DETROIT — Americans want new cars and trucks, and they're not letting higher gas prices or political dysfunction stand in their way.
New car and truck sales were up 4 percent in February as rising home construction and cheap financing kept the U.S. auto recovery on track. While the pace of growth is slowing, industry analysts expect more gains in the coming months, saying there's little that could derail demand for new cars.
"We think the fundamentals are strong, and that's what's important, and that's what's driving the economy," said Kurt McNeil, General Motors' U.S. sales chief.
February sales hit an annualized rate of 15.4 million cars and trucks. That's still short of the recent peak of close to 17 million in 2005, but it's quite healthy compared with the anemic 10.4 million recorded during the recession in 2009.
Jeff Schuster, senior vice president of forecasting for LMC Automotive, a Detroit forecasting firm, raised his full-year sales forecast Friday from 15.1 million to 15.2 million. Schuster said U.S. spending cuts could affect auto sales toward the end of the year, but he doesn't expect that to happen.
"Beyond that or some other external shock, I think it's full speed ahead," he said.
Truck sales boomed in February as more new homes were built. McNeil said GM's pickup sales to small businesses were up 40 percent from a year ago, which is a strong signal of confidence in the underlying economy.
"This is probably the beginning of the strong comeback of trucks that we're going to see for the rest of year," said Jesse Toprak, a senior industry analyst with the car buying site TrueCar.com.
To keep up that momentum, GM announced that it will offer free scheduled maintenance for two years or 24,000 miles on its full-sized Chevrolet and GMC trucks. The offer runs through April.
GM's sales rose 7 percent to their highest February level since 2008. Chevrolet Silverado pickup sales jumped 29 percent, which helped make up for faltering sales of cars such as the Chevrolet Malibu and Cruze.
Ford's sales increased 9 percent.
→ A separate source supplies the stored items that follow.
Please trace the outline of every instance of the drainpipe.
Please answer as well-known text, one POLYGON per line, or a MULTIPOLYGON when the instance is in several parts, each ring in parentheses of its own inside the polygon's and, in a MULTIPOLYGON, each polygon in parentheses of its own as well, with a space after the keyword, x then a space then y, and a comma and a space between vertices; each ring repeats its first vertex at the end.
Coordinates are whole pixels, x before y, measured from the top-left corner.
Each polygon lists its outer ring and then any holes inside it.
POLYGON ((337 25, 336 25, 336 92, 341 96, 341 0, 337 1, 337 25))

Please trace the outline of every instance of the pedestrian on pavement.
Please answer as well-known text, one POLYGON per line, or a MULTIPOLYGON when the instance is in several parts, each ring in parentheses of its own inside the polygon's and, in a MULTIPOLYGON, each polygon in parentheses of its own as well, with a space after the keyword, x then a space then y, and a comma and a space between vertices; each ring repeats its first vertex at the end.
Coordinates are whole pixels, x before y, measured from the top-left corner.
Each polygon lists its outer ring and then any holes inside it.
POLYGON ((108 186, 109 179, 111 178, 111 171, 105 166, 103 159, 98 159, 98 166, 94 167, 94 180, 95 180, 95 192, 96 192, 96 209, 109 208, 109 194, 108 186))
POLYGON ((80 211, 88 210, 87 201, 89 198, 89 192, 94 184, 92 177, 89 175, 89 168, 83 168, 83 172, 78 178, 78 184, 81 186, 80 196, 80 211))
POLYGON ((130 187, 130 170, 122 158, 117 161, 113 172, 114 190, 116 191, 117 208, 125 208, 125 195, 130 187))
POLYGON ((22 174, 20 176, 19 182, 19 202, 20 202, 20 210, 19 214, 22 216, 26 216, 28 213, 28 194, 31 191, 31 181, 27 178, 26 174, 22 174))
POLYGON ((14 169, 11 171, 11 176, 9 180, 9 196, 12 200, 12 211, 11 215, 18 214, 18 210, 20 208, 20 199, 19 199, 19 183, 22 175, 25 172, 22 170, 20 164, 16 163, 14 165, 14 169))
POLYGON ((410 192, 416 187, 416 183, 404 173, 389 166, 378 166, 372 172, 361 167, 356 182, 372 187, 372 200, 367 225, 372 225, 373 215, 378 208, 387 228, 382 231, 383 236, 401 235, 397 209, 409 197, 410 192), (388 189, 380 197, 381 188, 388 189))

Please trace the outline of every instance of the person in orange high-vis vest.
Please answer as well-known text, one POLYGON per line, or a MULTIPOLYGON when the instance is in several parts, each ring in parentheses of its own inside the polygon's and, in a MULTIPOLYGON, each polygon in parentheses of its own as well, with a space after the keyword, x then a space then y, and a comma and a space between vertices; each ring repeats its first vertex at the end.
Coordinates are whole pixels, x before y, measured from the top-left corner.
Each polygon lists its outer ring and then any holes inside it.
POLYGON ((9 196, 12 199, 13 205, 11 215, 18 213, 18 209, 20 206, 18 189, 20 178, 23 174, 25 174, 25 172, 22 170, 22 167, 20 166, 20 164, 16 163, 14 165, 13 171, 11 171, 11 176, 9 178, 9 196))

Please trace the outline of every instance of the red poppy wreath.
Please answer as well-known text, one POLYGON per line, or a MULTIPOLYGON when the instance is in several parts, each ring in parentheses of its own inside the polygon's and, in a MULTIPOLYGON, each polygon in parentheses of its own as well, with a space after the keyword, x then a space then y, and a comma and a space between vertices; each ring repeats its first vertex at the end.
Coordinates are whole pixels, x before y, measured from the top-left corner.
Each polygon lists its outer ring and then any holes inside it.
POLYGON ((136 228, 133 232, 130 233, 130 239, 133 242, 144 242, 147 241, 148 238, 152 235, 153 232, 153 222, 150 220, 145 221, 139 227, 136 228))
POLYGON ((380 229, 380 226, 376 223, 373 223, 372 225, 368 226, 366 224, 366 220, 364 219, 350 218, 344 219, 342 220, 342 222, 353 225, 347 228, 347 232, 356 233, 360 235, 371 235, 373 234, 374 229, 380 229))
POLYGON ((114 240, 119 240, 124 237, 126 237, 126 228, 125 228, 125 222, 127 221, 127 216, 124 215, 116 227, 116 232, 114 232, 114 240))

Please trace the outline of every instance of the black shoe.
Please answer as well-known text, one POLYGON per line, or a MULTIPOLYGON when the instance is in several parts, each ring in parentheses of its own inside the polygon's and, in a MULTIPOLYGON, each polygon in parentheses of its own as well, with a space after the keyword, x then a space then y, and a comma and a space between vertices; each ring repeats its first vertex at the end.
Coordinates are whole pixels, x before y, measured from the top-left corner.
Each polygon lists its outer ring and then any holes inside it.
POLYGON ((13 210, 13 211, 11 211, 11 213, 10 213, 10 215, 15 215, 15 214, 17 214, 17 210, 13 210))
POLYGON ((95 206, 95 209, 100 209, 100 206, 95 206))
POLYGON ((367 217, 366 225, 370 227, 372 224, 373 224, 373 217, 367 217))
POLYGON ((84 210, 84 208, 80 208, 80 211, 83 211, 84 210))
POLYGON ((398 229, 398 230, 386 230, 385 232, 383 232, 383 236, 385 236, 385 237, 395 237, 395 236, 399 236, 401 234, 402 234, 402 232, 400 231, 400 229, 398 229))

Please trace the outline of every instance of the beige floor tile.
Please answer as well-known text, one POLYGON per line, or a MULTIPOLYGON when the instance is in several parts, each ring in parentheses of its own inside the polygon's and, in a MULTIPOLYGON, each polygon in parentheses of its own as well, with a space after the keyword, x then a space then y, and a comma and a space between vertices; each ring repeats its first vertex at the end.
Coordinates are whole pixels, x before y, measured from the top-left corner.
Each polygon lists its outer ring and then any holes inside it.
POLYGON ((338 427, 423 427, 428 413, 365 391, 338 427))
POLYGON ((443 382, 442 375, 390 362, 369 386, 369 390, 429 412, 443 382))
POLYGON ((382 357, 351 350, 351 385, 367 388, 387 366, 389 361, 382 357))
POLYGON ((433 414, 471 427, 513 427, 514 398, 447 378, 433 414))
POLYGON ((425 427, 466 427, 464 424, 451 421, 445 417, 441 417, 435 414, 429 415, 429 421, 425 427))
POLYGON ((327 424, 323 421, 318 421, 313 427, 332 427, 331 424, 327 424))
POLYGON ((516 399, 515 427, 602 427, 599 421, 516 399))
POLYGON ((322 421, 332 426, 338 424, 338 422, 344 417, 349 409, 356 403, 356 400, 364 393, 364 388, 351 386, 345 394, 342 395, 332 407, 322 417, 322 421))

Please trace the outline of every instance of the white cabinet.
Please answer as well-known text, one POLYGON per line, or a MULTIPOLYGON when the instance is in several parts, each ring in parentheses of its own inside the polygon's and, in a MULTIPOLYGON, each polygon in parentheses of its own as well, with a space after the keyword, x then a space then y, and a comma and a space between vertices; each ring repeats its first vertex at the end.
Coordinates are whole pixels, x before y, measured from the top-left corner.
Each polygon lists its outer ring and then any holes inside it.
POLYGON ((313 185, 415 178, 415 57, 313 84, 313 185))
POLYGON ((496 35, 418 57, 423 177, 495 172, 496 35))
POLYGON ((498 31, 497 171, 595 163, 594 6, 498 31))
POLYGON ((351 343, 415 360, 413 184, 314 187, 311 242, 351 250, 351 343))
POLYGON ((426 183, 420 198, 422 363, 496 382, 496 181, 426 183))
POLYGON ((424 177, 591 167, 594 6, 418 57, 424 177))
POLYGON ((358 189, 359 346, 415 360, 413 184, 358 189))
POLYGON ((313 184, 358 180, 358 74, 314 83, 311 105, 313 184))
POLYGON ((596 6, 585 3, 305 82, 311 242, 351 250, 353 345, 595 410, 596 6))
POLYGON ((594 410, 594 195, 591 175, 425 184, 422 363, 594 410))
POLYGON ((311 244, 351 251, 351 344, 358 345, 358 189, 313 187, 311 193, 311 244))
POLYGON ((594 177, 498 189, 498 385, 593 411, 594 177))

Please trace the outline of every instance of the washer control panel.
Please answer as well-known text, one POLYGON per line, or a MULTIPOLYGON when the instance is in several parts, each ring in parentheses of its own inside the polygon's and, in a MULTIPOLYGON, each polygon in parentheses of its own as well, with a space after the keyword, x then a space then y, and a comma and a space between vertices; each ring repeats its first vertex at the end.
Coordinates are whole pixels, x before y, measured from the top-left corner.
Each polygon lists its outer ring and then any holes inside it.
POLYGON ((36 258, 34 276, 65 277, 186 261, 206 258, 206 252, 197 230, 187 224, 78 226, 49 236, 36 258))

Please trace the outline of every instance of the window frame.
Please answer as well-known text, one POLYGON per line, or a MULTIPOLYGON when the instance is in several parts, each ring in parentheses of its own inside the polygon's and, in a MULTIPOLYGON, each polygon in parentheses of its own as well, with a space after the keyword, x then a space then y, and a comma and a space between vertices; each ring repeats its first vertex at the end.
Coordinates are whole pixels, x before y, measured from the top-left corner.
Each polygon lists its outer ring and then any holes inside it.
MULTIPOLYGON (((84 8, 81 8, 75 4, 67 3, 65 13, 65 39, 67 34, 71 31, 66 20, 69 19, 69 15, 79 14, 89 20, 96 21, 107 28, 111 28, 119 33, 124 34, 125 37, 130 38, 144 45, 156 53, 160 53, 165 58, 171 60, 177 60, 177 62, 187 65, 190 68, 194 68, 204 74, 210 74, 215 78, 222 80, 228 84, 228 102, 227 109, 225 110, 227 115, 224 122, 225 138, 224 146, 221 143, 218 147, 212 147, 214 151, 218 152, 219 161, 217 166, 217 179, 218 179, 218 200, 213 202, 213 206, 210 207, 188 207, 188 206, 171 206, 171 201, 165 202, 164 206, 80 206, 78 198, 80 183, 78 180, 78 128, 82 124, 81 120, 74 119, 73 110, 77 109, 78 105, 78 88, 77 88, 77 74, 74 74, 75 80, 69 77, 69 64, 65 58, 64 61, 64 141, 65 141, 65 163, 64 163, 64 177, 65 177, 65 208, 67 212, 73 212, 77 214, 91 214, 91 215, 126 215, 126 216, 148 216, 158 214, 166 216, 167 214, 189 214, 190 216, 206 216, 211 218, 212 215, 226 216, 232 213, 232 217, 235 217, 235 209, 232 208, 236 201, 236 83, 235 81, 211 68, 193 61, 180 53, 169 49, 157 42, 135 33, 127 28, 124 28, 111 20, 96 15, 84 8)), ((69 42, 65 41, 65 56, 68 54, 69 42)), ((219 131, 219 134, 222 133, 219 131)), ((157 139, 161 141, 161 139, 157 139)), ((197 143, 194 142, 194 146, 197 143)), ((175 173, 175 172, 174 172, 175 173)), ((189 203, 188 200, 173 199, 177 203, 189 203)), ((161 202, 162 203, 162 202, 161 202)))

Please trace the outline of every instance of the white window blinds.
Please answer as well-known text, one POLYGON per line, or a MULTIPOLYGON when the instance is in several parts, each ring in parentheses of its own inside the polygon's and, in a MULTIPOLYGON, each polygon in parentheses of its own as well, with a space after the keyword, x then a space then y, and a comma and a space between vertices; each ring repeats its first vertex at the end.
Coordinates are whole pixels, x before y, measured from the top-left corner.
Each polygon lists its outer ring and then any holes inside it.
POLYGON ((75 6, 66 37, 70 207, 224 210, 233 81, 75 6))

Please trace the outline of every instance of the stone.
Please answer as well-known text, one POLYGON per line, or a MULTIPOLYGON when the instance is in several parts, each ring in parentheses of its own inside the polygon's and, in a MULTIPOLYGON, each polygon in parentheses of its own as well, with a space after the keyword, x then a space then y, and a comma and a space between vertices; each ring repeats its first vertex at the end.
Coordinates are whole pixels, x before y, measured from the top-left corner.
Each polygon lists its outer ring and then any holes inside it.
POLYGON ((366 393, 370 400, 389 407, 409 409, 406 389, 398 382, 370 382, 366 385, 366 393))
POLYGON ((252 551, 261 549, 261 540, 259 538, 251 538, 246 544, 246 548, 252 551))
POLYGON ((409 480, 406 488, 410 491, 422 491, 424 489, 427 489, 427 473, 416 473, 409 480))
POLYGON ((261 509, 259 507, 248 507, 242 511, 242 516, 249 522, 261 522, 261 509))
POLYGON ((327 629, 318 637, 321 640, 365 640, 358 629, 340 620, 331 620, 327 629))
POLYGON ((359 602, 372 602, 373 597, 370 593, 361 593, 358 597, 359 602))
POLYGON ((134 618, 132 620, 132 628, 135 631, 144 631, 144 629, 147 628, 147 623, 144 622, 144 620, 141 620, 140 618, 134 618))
Ford reported a 15 percent gain for its F-Series pickups, which are the best-selling vehicles in the United States. The company also posted record February totals for the Escape SUV and Fusion sedan. Fusion sales were up 28 percent, and Escape sales rose 29 percent.
Ford said it plans to increase North American production by 9 percent in the second quarter compared with the same period in 2012.
Toyota's sales were up just over 4 percent, with strong sales of the RAV4 small SUV and Avalon large sedan. Tundra pickup sales also jumped 16 percent. Despite higher gas prices, sales of the Prius hybrid were down 13.5 percent.